Player Ratings: Tolfrey 7; Goode 7, Inns 7, Hogg 7, Wells 7; *Bamba 9*, O’Leary 8, SBJ 7, Turner 8; Lamont 8; Moss 7

4. But my overwhelming feelings leaving the game weren’t really focussed on the match itself. Instead, fuelled by several beers on an empty stomach, I was contemplating on the way home just how much fun it remains to watch Kingstonian, even in these uncertain times. I laughed and laughed in the pre-match pub session (mainly at Ali’s insistence that he has been to Leiston). At the game, our fans went through the *entire* songbook, and it took almost the whole 90 minutes to do: this year’s first rendition of the Twelve K’s of Christmas took up a full five minutes, for starters. How many clubs have songs that go on for five minutes, referencing players from two decades ago, that are known in full by every supporter? A small group of Canadian tourists were so impressed on Sunday that they had trekked all the way to Hendon to stand behind the goal and support K’s again – and they might even come to Tonbridge on Saturday!

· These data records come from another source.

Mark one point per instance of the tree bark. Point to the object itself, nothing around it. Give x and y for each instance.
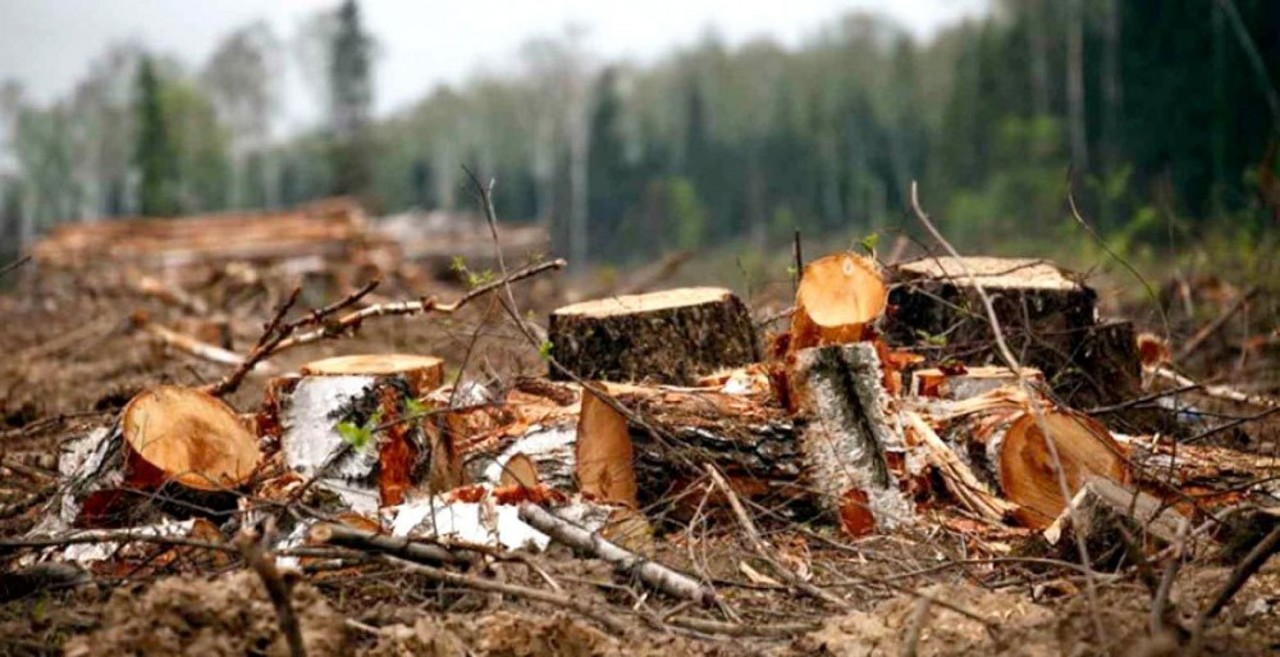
(662, 337)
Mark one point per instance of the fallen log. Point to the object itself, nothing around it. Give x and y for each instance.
(1004, 436)
(851, 427)
(1045, 314)
(181, 439)
(1102, 509)
(353, 423)
(672, 337)
(662, 578)
(839, 300)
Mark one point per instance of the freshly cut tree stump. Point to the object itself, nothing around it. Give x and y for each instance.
(672, 337)
(1047, 316)
(168, 437)
(851, 430)
(352, 421)
(1006, 442)
(839, 299)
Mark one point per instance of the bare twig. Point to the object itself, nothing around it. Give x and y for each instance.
(762, 548)
(1216, 324)
(270, 337)
(342, 535)
(919, 617)
(652, 573)
(277, 589)
(13, 265)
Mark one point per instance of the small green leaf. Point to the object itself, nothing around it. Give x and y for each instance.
(415, 407)
(356, 436)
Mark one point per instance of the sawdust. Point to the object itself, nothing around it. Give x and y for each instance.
(228, 616)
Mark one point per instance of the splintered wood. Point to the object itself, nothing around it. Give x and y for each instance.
(839, 299)
(178, 438)
(673, 337)
(851, 428)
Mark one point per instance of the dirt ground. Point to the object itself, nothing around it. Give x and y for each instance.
(73, 359)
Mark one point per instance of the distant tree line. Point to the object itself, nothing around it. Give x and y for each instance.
(1162, 110)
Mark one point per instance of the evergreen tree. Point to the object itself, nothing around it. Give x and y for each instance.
(351, 90)
(154, 154)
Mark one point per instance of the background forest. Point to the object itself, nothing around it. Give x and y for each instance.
(1162, 112)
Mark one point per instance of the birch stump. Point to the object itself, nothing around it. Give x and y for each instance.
(839, 300)
(1047, 316)
(355, 423)
(851, 429)
(672, 337)
(179, 439)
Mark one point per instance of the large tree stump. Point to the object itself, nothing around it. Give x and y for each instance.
(851, 428)
(662, 337)
(179, 439)
(1006, 442)
(839, 299)
(1047, 316)
(355, 423)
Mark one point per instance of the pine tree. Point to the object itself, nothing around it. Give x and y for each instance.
(351, 96)
(154, 153)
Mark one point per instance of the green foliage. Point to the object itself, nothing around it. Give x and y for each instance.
(154, 153)
(360, 436)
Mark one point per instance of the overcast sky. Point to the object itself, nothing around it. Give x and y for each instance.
(48, 44)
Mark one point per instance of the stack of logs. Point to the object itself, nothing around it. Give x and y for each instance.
(832, 419)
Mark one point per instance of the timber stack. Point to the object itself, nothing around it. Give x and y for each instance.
(845, 418)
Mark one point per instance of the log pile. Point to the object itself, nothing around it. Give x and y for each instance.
(653, 397)
(174, 250)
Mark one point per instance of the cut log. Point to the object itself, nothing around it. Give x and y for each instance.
(1008, 445)
(961, 382)
(1046, 315)
(181, 439)
(355, 423)
(851, 429)
(603, 455)
(423, 373)
(1101, 509)
(662, 337)
(839, 299)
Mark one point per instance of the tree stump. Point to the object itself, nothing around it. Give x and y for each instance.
(188, 443)
(1047, 316)
(851, 428)
(839, 299)
(355, 421)
(662, 337)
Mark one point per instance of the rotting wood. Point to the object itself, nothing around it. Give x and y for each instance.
(350, 421)
(1046, 314)
(1005, 441)
(603, 455)
(672, 337)
(652, 573)
(1101, 507)
(181, 439)
(961, 382)
(840, 297)
(850, 436)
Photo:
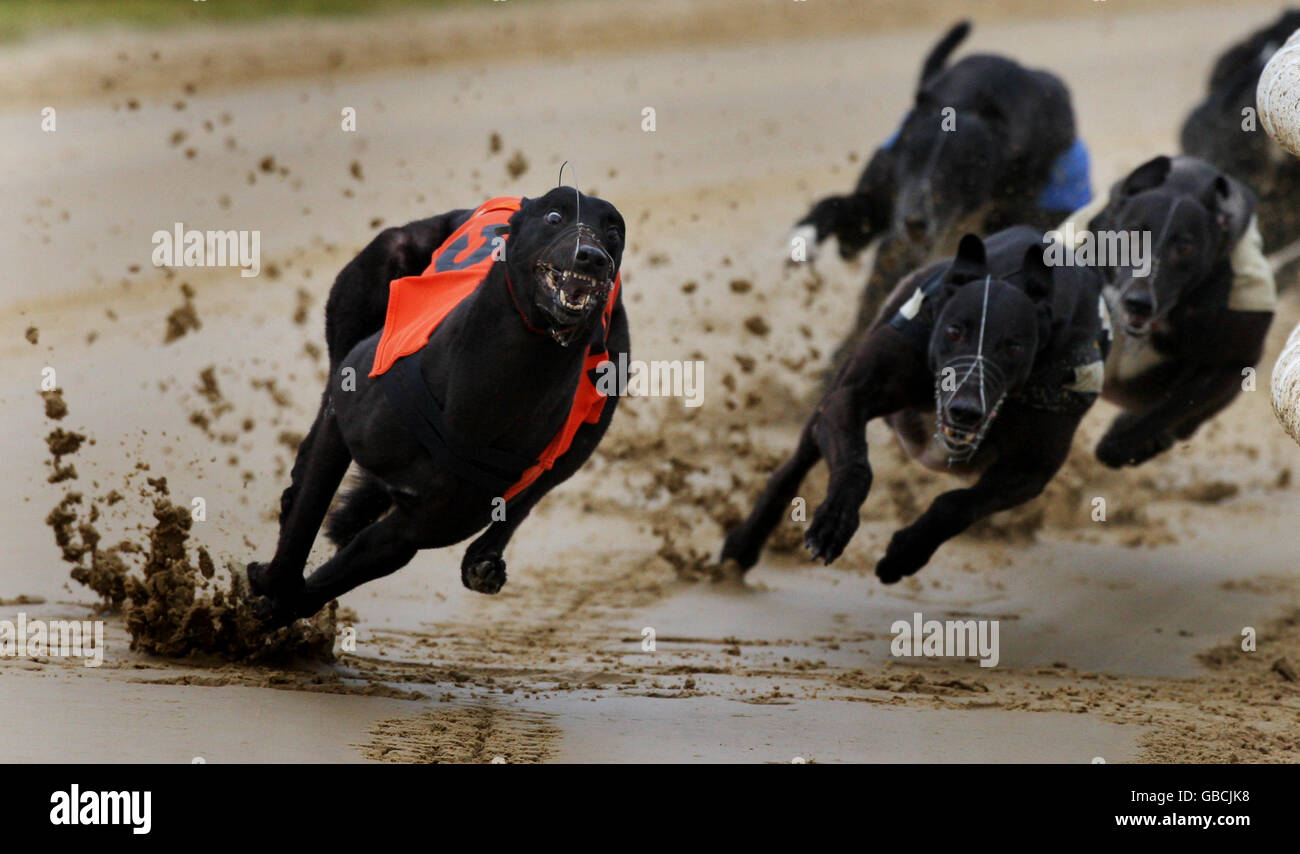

Sometimes we forget that watching Kingstonian can be, and in fact should be, great fun. Last night brought that fun back. Long may it continue.

5. That’s why it’s particularly sad that we can no longer ignore the “off the pitch stuff” – as it’s always obliquely referred to – when we’re at matches, because the time has finally arrived when that ‘stuff’ is really happening: voting in the referendum officially opened yesterday. In amongst the supportive chanting last night, there were also renditions of “4-0 to director’s loans”, “we’re overspending, we don’t give a fuck” and, directed at supporter-run Hendon, “fan owned, and you’re 4-0 down”. These songs – as much a product of the pints being drunk as genuine opinions on the issue of fan ownership, to be fair – make the point, albeit not in an eloquent way, that there isn’t overwhelming enthusiasm among the fans for taking control of the club at this time. What a shame that, even on a raucous, boozy, loud night which ended with a 4-1 away win, we have to think about ownership structures and director’s loans.